Serious BUG: Phantom WUs NOT on user client machines but on result pages

Bruce Allen
Bruce Allen
Moderator
Joined: 15 Oct 04
Posts: 1119
Credit: 172127663
RAC: 0

> Should we let you know

Message 6392 in response to message 6391

> Should we let you know about lost work even if it isn't a case of it being
> continually lost or will those WUs be taken casr of some other way?

If the work is not being continually lost, but was only lost until the host got registered, then please ignore it. The lost work will be resent as soon as it times out (after one week).

On the other hand, if you have a host which is not behind a firewall and which is continuously losing work, I'd like to know. This should be very useful for debugging BOINC.

Bruce

Director, Einstein@Home

hoarfrost
hoarfrost
Joined: 9 Feb 05
Posts: 207
Credit: 94984156
RAC: 120594

What I should make for

What I should make for deleting "Fantom WU" from my Results list and delete me from list of participants which processing this unit?

Bruce Allen
Bruce Allen
Moderator
Joined: 15 Oct 04
Posts: 1119
Credit: 172127663
RAC: 0

> What I should make for

Message 6394 in response to message 6393

> What I should make for deleting "Fantom WU" from my Results list and delete me
> from list of participants which processing this unit?

You can't remove these from your result list. But eventually they will time out (after a week) and get issued to some other user. When three successful results have been returned and validated, the whole WU and all the phantom results will get purged.

Bruce

Director, Einstein@Home

AnRM
AnRM
Joined: 9 Feb 05
Posts: 213
Credit: 4346941
RAC: 0

> > Should we let you know

Message 6395 in response to message 6392

> > Should we let you know about lost work even if it isn't a case of it
> being
> > continually lost or will those WUs be taken casr of some other way?
>
> If the work is not being continually lost, but was only lost until the host
> got registered, then please ignore it. The lost work will be resent as soon
> as it times out (after one week).
>
> On the other hand, if you have a host which is not behind a firewall and which
> is continuously losing work, I'd like to know. This should be very useful for
> debugging BOINC.
>
> Bruce
>We have 4 machines that are networked together and have been having little problems with the project. We are using the 4.19/4.79 cobo on all machines but we seem to have your problem on only one machine:12208. We were assigned 4 WU's (#s 375946,375945,375939,375938)on the 22Feb05. The first two were received and processed ok. The last two (the first sent) did not arrive but are displayed on the 'Results for computer' web page and have timed out.
A similiar pattern for WU's sent on the 24Feb05 (#s 87185,387110,386345,383293)ie.two were processed ok and two didn't arrive apparently. The last WU down loads on the 26,27Feb and 1Mar seem ok. This machine is behind a Zone Alarm firewall but I don't think it is causing the problem as it appears to work correctly any time we have monitored communications with the servers. Hope this info helps. You are doing a great job keeping up with all these problems and your personal involvement is really outstanding compared to the World Community Grid, Boinc/SETI, etc.The smooth start up compared to other projects is a tribute to your efforts. Thanks.

Michael Berger
Michael Berger
Joined: 22 Jan 05
Posts: 36
Credit: 37252
RAC: 0

Bruce, The issue is still

Message 6396 in response to message 6390

Bruce,

The issue is still repeating itself for the hosts listed below. None are not behind a firewall and they're networked at the same location. What networking details do you need?

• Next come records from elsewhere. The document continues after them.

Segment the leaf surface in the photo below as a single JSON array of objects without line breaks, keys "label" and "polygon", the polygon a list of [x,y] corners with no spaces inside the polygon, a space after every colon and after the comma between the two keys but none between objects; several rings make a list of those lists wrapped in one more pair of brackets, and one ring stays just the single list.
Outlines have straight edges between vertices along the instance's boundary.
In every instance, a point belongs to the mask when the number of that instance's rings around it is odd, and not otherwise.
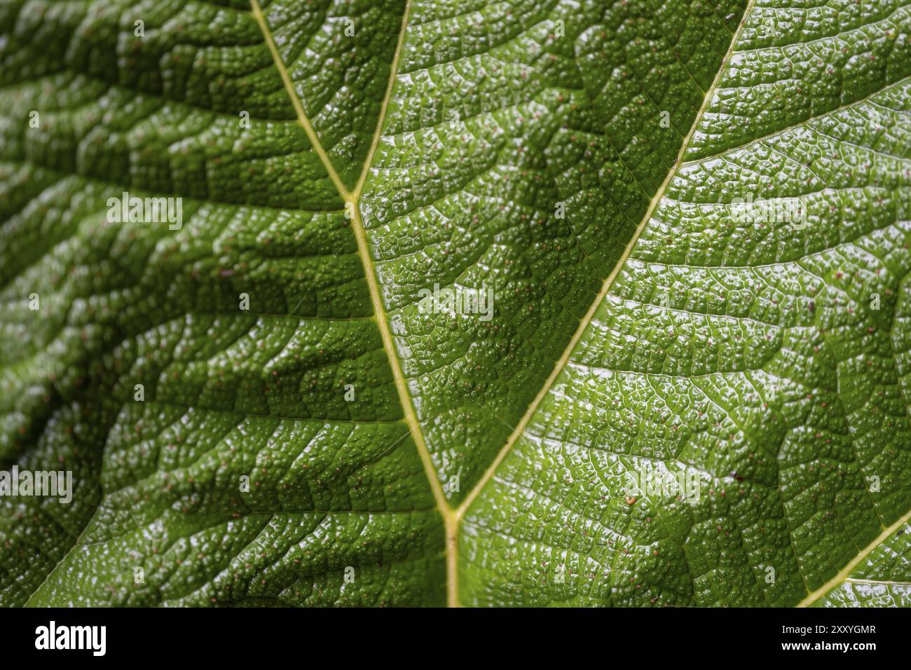
[{"label": "leaf surface", "polygon": [[906,604],[909,11],[0,5],[0,604]]}]

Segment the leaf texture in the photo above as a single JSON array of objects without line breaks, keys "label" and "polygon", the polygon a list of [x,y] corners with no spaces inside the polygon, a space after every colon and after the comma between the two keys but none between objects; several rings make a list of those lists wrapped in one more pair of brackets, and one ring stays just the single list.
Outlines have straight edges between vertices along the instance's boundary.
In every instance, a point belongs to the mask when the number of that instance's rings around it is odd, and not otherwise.
[{"label": "leaf texture", "polygon": [[908,604],[909,14],[0,3],[0,604]]}]

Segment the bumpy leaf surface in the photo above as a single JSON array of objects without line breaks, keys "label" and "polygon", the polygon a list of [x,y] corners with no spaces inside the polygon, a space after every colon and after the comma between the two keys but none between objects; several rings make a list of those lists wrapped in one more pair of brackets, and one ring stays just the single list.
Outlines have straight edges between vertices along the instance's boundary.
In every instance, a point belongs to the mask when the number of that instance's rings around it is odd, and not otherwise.
[{"label": "bumpy leaf surface", "polygon": [[911,604],[906,2],[5,0],[0,63],[0,470],[74,481],[0,604]]}]

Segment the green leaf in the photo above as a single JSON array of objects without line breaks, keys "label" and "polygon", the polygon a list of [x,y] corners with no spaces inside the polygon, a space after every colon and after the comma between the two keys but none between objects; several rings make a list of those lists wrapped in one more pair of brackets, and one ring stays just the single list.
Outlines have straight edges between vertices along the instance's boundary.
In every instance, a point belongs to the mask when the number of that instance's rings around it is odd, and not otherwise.
[{"label": "green leaf", "polygon": [[911,602],[909,14],[0,5],[0,604]]}]

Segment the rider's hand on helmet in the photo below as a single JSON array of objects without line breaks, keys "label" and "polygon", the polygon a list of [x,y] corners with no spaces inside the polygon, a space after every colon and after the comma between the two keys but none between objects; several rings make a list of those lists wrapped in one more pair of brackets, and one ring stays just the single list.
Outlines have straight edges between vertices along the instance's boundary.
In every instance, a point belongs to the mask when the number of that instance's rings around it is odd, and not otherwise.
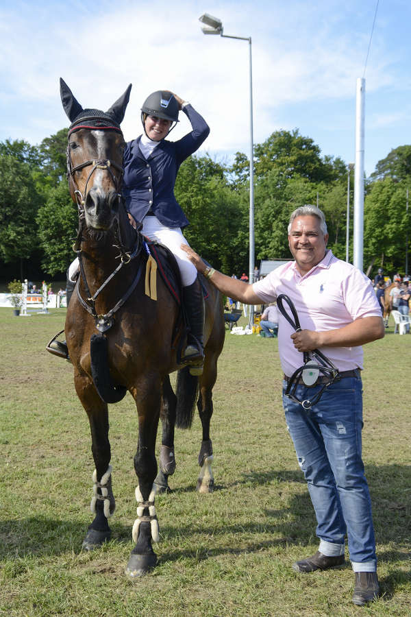
[{"label": "rider's hand on helmet", "polygon": [[[171,90],[166,90],[166,91],[167,91],[167,92],[171,92]],[[179,110],[181,110],[181,108],[182,108],[182,105],[183,103],[184,102],[184,99],[181,99],[181,98],[178,96],[178,95],[176,95],[176,94],[175,94],[175,93],[173,93],[173,92],[171,92],[171,94],[173,95],[173,96],[174,97],[174,98],[175,99],[175,100],[177,101],[177,102],[178,103],[178,108],[179,108]]]}]

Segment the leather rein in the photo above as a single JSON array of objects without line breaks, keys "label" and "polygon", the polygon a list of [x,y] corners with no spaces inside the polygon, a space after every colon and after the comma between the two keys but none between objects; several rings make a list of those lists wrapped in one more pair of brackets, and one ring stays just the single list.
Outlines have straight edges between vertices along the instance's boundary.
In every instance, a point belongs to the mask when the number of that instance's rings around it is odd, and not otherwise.
[{"label": "leather rein", "polygon": [[[80,127],[78,127],[79,128]],[[75,130],[77,128],[73,128]],[[103,130],[105,129],[110,129],[114,130],[117,132],[121,133],[121,131],[119,128],[116,127],[102,127],[102,126],[82,126],[81,128],[88,128],[90,130]],[[73,132],[73,130],[69,131],[68,136],[70,136],[71,133]],[[96,169],[103,169],[109,172],[111,176],[112,180],[116,187],[116,191],[117,191],[117,199],[119,202],[119,206],[122,206],[122,204],[121,203],[121,200],[122,199],[122,196],[120,193],[120,187],[121,186],[121,181],[123,180],[123,176],[124,174],[124,167],[122,165],[118,165],[116,162],[110,160],[108,159],[100,159],[100,160],[86,160],[84,162],[80,163],[78,165],[73,165],[71,161],[71,156],[70,152],[70,143],[68,143],[67,145],[67,151],[66,151],[66,156],[67,156],[67,178],[68,180],[71,180],[73,182],[73,185],[74,187],[74,195],[75,195],[76,203],[77,206],[78,215],[79,215],[79,227],[77,230],[77,234],[75,239],[75,242],[73,245],[73,250],[76,253],[79,263],[80,266],[80,277],[83,279],[84,287],[86,289],[86,293],[87,294],[87,298],[84,300],[80,293],[79,286],[77,283],[76,285],[77,295],[77,298],[79,300],[80,304],[83,306],[86,311],[88,311],[95,319],[95,322],[96,325],[97,329],[99,332],[105,332],[108,330],[109,330],[114,324],[114,314],[116,311],[122,306],[125,302],[128,300],[129,296],[132,295],[132,292],[135,289],[137,283],[138,282],[141,276],[141,272],[142,269],[142,264],[140,263],[139,267],[137,269],[137,274],[134,277],[130,287],[128,288],[127,291],[124,293],[122,298],[119,300],[118,302],[116,303],[114,306],[109,311],[108,313],[104,314],[98,314],[96,308],[95,308],[95,301],[99,295],[103,291],[103,289],[106,287],[106,285],[110,282],[110,281],[122,269],[125,264],[129,263],[132,260],[135,259],[140,253],[141,252],[141,250],[142,247],[142,237],[141,234],[136,232],[136,242],[133,247],[129,250],[126,249],[125,245],[123,244],[121,239],[121,232],[120,228],[120,223],[119,221],[119,217],[116,217],[115,221],[115,226],[114,226],[114,236],[116,239],[116,241],[119,242],[119,244],[114,244],[113,246],[115,248],[118,248],[119,250],[119,254],[117,256],[116,258],[120,259],[120,263],[114,269],[114,270],[111,273],[111,274],[105,279],[105,280],[103,282],[103,284],[99,287],[97,291],[92,295],[90,291],[90,289],[88,287],[88,284],[87,282],[87,279],[86,277],[86,272],[84,271],[84,266],[83,264],[83,258],[82,258],[82,251],[81,249],[82,241],[84,239],[83,238],[83,227],[86,222],[86,216],[85,216],[85,204],[86,200],[87,199],[87,186],[89,182],[89,180],[96,171]],[[84,167],[87,167],[91,166],[92,169],[88,176],[87,177],[87,180],[86,181],[86,185],[84,186],[84,193],[80,191],[78,187],[78,185],[75,181],[75,173],[76,171],[79,171],[81,169],[84,169]],[[112,171],[112,168],[116,169],[118,171],[120,171],[120,176],[119,178],[116,178],[114,173]]]}]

7672 GenuineIntel Intel(R) Pentium(R) 4 CPU 3.40GHz Microsoft Windows XP Professional Edition, Service Pack 2, (05.01.2600.00)

1397642 395805 25 Feb 2005 11:23:06 UTC 4 Mar 2005 11:23:06 UTC In Progress Unknown New --- --- ---
1393899 394912 25 Feb 2005 11:23:00 UTC 4 Mar 2005 11:23:00 UTC In Progress Unknown New --- --- ---
1203915 351169 18 Feb 2005 7:28:45 UTC 25 Feb 2005 7:28:45 UTC Over No reply New 0.00 --- ---

7660 GenuineIntel Intel(R) Pentium(R) 4 CPU 2.80GHz Microsoft Windows XP Home Edition, Service Pack 2, (05.01.2600.00)

1440862 405896 27 Feb 2005 14:19:17 UTC 6 Mar 2005 14:19:17 UTC In Progress Unknown New --- --- ---
1440850 405893 27 Feb 2005 14:19:17 UTC 6 Mar 2005 14:19:17 UTC In Progress Unknown New --- --- ---
1178852 347092 15 Feb 2005 21:57:28 UTC 22 Feb 2005 21:57:28 UTC Over No reply New 0.00 --- ---
1177546 346808 16 Feb 2005 4:09:06 UTC 23 Feb 2005 4:09:06 UTC Over No reply New 0.00 --- ---

7668 AuthenticAMD AMD Athlon(tm) Processor Microsoft Windows XP Professional Edition, Service Pack 2, (05.01.2600.00)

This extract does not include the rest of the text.